Crisi: a Terni la discesa continua

La Provincia di Terni è al centro di un processo involutivo che purtroppo non ha ancora concluso la sua fase discendente. In altre parole non si è ancora toccato il fondo e non è possibile dire quando la caduta si interromperà. Certo è, invece, che il 2014 si è aperto con un’eredità pesante di crisi aziendali e vertenze aperte che dovranno necessariamente trovare soluzione nel corso dell’anno, per evitare un ulteriore impoverimento del territorio e del suo tessuto produttivo.

La Cgil di Terni parte da questa analisi nella sua conferenza stampa di fine anno per rimettere al centro del dibattito pubblico alcune priorità e proposte, prima tra tutte quella del riconoscimento dell’area di crisi complessa, che garantirebbe al territorio una strumentazione finanziaria indispensabile per invertire la tendenza in atto. Ma anche quella di un ruolo più attivo delle Fondazioni bancarie, a sostegno della ripresa, dell’innovazione e dello sviluppo del territorio.

E qualcosa sembra muoversi. “Notiamo che le nostre proposte, lanciate a dire il vero in grande solitudine, stanno man mano incontrando attenzione crescente e questo non può che farci piacere”, ha osservato aprendo la conferenza il segretario generale della Cgil di Terni, Attilio Romanelli, che ha poi toccato, una dopo l’altra, le vertenze principali aperte sul territorio. Dalla chimica (Sgl Carbon e Polo ternano), alle acque minerali (San Gemini e Tione), dal nodo dell’Isrim (“Se sosteniamo la centralità della ricerca, poi non possiamo pensare che un istituto come questo chiuda o venga liquidato”) alla grande partita su Ast, nella quale la Cgil chiede a gran voce due cose: chiarezza negli assetti proprietari e un piano industriale che qualifichi l’unitarietà del sito e rilanci Terni (soprattutto nella produzione del “freddo”) come stabilimento centrale per la produzione di acciai speciali in Italia e in Europa. In quest’ottica, decisivo diventa anche l’impegno per lo sviluppo di verticalizzazioni e sinergie (compresa quella con Sgl Carbon) che diano sfogo alle grandi potenzialità inespresse del territorio ternano. “Ecco qui tornare centrale – ha osservato ancora Romanelli – la necessità di una strumentazione finanziaria adeguata a sostegno di questo processo e quindi il riconoscimento di Terni-Narni come area di crisi industriale complessa”.

A seguire, c’è tutta l’importante partita che riguarda gli appalti nei grandi gruppi industriali. “La vicenda dei lavoratori della Rigato – ha osservato Romanelli – non va letta come un caso isolato, ma è al contrario un esempio di come i rapporti nel sistema degli appalti in Ast e in altre multinazionali possono degenerare. Per questo – ha aggiunto il segretario Cgil – abbiamo chiesto al prefetto di arrivare alla stesura di un protocollo sugli appalti che metta fine al sistema del massimo ribasso e garantisca la continuità occupazionale a chi lavora nel sistema degli appalti”.

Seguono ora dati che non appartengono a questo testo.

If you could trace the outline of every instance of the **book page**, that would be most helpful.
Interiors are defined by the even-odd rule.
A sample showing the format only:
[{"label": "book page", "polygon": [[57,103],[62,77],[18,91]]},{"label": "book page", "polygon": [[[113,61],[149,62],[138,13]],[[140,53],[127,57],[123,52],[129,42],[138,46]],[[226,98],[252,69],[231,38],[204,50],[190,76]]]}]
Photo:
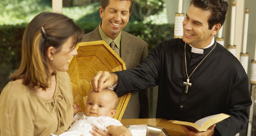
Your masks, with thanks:
[{"label": "book page", "polygon": [[200,126],[200,128],[202,128],[202,126],[203,126],[203,124],[205,122],[205,121],[209,120],[209,119],[210,119],[211,118],[213,118],[214,117],[218,115],[218,114],[216,114],[203,118],[202,119],[200,119],[197,121],[196,122],[195,122],[195,123],[199,126]]}]

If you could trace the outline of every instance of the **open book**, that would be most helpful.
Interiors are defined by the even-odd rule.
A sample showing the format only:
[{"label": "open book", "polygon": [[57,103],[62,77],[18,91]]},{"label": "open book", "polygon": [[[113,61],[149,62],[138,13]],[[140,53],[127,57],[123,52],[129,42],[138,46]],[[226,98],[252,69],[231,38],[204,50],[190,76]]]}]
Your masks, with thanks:
[{"label": "open book", "polygon": [[[196,132],[197,131],[197,130],[199,132],[204,132],[206,131],[211,126],[230,116],[230,115],[221,113],[203,118],[197,121],[195,123],[174,120],[170,120],[168,121],[175,124],[187,126],[188,126],[188,128],[190,129],[192,128],[192,130]],[[193,129],[193,128],[195,129],[196,130]]]}]

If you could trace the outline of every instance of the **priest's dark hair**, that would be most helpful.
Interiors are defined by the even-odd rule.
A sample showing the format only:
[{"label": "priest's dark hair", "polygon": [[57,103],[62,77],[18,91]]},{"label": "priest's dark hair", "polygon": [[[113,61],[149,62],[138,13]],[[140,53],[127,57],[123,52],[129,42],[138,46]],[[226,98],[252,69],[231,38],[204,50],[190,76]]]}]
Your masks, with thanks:
[{"label": "priest's dark hair", "polygon": [[225,0],[191,0],[190,4],[211,13],[208,20],[209,29],[211,29],[214,24],[218,23],[222,26],[228,7]]},{"label": "priest's dark hair", "polygon": [[[132,8],[133,7],[133,2],[134,2],[134,0],[119,0],[121,1],[123,0],[128,0],[130,1],[131,2],[130,4],[130,8],[129,9],[129,14],[130,14],[131,13],[132,11]],[[100,3],[100,6],[103,9],[103,11],[105,11],[105,9],[106,8],[108,5],[109,5],[109,0],[101,0],[101,2]]]}]

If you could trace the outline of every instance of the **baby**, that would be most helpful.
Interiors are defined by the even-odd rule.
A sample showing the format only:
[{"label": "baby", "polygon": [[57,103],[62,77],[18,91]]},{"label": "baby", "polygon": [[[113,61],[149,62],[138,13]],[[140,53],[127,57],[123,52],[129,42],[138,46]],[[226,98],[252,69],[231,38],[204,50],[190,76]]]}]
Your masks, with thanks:
[{"label": "baby", "polygon": [[85,113],[76,114],[70,128],[59,136],[91,135],[89,132],[94,126],[113,135],[132,136],[120,121],[112,118],[116,112],[118,99],[115,92],[109,89],[99,92],[93,90],[88,95]]}]

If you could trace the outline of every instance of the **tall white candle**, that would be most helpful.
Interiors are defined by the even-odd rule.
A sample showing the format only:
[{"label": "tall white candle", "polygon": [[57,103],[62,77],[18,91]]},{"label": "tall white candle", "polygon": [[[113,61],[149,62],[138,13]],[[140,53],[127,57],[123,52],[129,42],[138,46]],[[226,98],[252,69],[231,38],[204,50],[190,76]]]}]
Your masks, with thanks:
[{"label": "tall white candle", "polygon": [[247,46],[247,34],[248,32],[248,21],[249,20],[249,9],[245,10],[244,15],[244,37],[243,39],[243,49],[242,53],[246,53],[246,47]]},{"label": "tall white candle", "polygon": [[178,8],[178,13],[182,13],[182,0],[179,1],[179,7]]},{"label": "tall white candle", "polygon": [[235,19],[236,17],[236,2],[232,2],[232,10],[231,14],[231,29],[230,29],[230,45],[234,46],[234,38]]},{"label": "tall white candle", "polygon": [[222,38],[222,31],[223,28],[223,26],[222,26],[221,28],[219,29],[219,32],[218,33],[218,38]]}]

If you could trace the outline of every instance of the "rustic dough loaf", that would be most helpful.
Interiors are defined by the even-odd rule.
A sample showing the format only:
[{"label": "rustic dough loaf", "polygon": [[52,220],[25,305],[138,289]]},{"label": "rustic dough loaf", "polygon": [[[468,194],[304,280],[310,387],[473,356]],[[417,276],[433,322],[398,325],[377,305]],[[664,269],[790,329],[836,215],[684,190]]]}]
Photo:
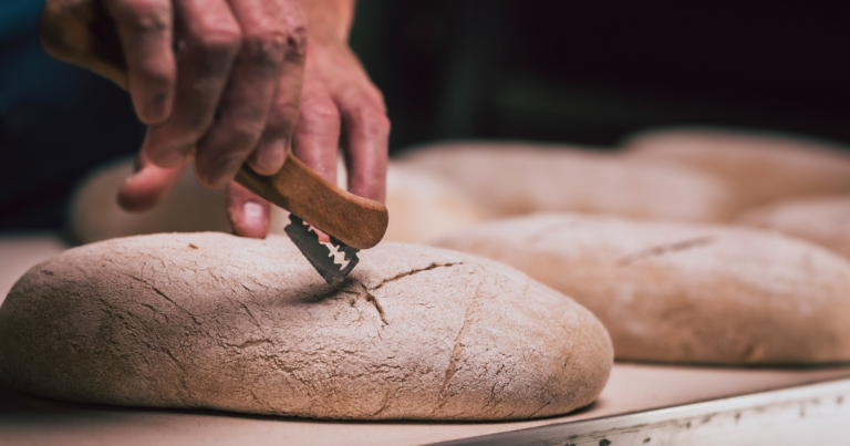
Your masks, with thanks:
[{"label": "rustic dough loaf", "polygon": [[349,419],[515,419],[591,403],[611,341],[588,310],[487,259],[361,251],[334,288],[283,237],[113,239],[31,269],[0,367],[59,400]]},{"label": "rustic dough loaf", "polygon": [[[209,190],[186,169],[162,204],[144,212],[127,212],[115,196],[131,175],[131,160],[93,172],[74,194],[70,232],[81,243],[157,232],[230,232],[224,190]],[[340,164],[338,179],[345,185]],[[390,227],[384,240],[424,242],[481,222],[487,214],[471,198],[440,178],[390,163],[386,178]],[[269,231],[283,234],[289,212],[272,206]]]},{"label": "rustic dough loaf", "polygon": [[743,215],[738,222],[801,238],[850,259],[850,196],[778,201]]},{"label": "rustic dough loaf", "polygon": [[640,134],[626,146],[636,159],[673,163],[725,178],[738,209],[781,198],[850,191],[846,147],[789,135],[678,129]]},{"label": "rustic dough loaf", "polygon": [[452,180],[496,216],[536,211],[726,220],[735,198],[714,176],[563,146],[455,143],[401,159]]},{"label": "rustic dough loaf", "polygon": [[618,359],[850,361],[850,265],[780,235],[542,215],[438,246],[502,261],[572,297],[605,324]]}]

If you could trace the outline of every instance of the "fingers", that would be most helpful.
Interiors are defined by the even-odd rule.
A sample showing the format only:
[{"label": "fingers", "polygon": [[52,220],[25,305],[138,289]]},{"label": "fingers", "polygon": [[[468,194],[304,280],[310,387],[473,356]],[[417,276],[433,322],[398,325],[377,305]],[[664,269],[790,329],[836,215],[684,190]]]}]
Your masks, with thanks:
[{"label": "fingers", "polygon": [[239,236],[266,238],[269,234],[271,205],[236,181],[227,190],[227,214]]},{"label": "fingers", "polygon": [[225,0],[176,0],[176,93],[170,118],[152,127],[142,151],[157,166],[182,164],[212,123],[241,30]]},{"label": "fingers", "polygon": [[137,170],[118,190],[118,205],[125,210],[143,211],[156,206],[186,169],[190,159],[177,167],[157,167],[144,153],[136,159]]},{"label": "fingers", "polygon": [[266,129],[257,149],[248,158],[250,166],[263,175],[272,175],[280,170],[287,152],[290,151],[289,144],[299,116],[305,44],[303,28],[297,28],[293,24],[290,27],[298,30],[296,33],[298,43],[288,45]]},{"label": "fingers", "polygon": [[334,100],[342,116],[349,191],[383,203],[386,197],[390,118],[386,117],[381,94],[371,84],[369,86],[342,92],[334,95]]},{"label": "fingers", "polygon": [[334,185],[340,123],[336,104],[323,85],[312,79],[304,80],[292,154]]},{"label": "fingers", "polygon": [[[208,187],[224,186],[253,152],[266,127],[269,108],[279,79],[300,84],[300,70],[281,72],[284,55],[302,52],[304,29],[300,11],[290,1],[231,0],[230,6],[242,27],[242,46],[236,59],[229,83],[218,107],[214,127],[198,143],[196,166],[198,179]],[[286,11],[287,8],[294,10]],[[284,13],[286,12],[286,13]],[[297,17],[292,17],[292,15]],[[287,23],[290,22],[290,23]],[[294,29],[293,24],[297,23]],[[298,102],[300,91],[286,89],[280,94]],[[258,173],[271,175],[280,169],[282,154],[259,154],[255,158]]]},{"label": "fingers", "polygon": [[172,51],[170,0],[106,0],[115,21],[138,118],[156,124],[168,118],[176,64]]}]

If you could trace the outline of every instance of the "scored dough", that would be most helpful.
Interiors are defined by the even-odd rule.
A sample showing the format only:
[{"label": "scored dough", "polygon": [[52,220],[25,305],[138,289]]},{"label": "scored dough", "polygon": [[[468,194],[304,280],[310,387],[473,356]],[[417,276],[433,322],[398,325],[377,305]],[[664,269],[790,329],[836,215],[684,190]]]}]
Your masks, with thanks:
[{"label": "scored dough", "polygon": [[683,128],[638,134],[625,155],[724,178],[739,212],[777,199],[850,191],[847,149],[801,136]]},{"label": "scored dough", "polygon": [[31,269],[0,370],[56,400],[344,419],[518,419],[590,404],[612,365],[588,310],[487,259],[361,251],[329,287],[289,239],[113,239]]},{"label": "scored dough", "polygon": [[850,196],[777,201],[740,216],[740,225],[773,229],[850,259]]},{"label": "scored dough", "polygon": [[605,324],[618,359],[850,361],[850,265],[805,241],[732,226],[541,215],[437,245],[572,297]]},{"label": "scored dough", "polygon": [[684,166],[528,143],[424,146],[400,163],[453,181],[495,216],[539,211],[719,221],[737,203],[728,185]]}]

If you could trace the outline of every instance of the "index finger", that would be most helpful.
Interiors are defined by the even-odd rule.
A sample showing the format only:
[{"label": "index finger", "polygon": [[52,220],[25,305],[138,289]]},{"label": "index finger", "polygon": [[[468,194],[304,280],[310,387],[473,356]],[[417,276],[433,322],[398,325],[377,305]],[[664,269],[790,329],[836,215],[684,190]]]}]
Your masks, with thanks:
[{"label": "index finger", "polygon": [[152,125],[168,118],[177,68],[169,0],[106,0],[118,32],[136,115]]}]

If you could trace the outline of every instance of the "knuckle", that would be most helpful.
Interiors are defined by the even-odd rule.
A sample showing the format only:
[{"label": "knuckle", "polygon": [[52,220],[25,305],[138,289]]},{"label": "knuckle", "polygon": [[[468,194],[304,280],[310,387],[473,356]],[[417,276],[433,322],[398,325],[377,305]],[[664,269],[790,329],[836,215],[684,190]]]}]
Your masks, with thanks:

Intanto, in casa Cgil è iniziato il percorso congressuale che, per quanto riguarda la provincia di Terni, culminerà nel congresso provinciale in programma – come ha riferito il responsabile dell’organizzazione della Cgil di Terni, Andrea Farinelli – il 13 e 14 marzo presso Valle Antica a San Gemini.

La seconda parte della conferenza stampa è stata poi dedicata alla lettura dei dati su cassa integrazione e andamento occupazionale, oggetto di costante monitoraggio da parte della Cgil. Ebbene, il quadro è sempre più allarmante, come ha sottolineato Alessandro Rampiconi, della segreteria provinciale della Camera del Lavoro. “L’aumento della cassa integrazione ordinaria (+16% nel 2013) indica che le grandi aziende strutturate hanno avviato un nuovo ciclo di ammortizzatori sociali, mentre il crollo della deroga non deve trarre in inganno, è il frutto delle centinaia di chiusure di aziende che registriamo (1.154 cessazioni nei primi tre trimestri 2013), mentre le nuove imprese che avviano l’attività (e che sono comunque di meno) non hanno accesso a questo strumento”.

Pesantissimi, infine, i dati sull’occupazione, con 31mila persone iscritte ai centri per l’impiego di Terni e Orvieto (+11% rispetto al 2012) delle quali – aspetto che la Cgil ritiene fortemente preoccupante – oltre la metà è costituita da over 40.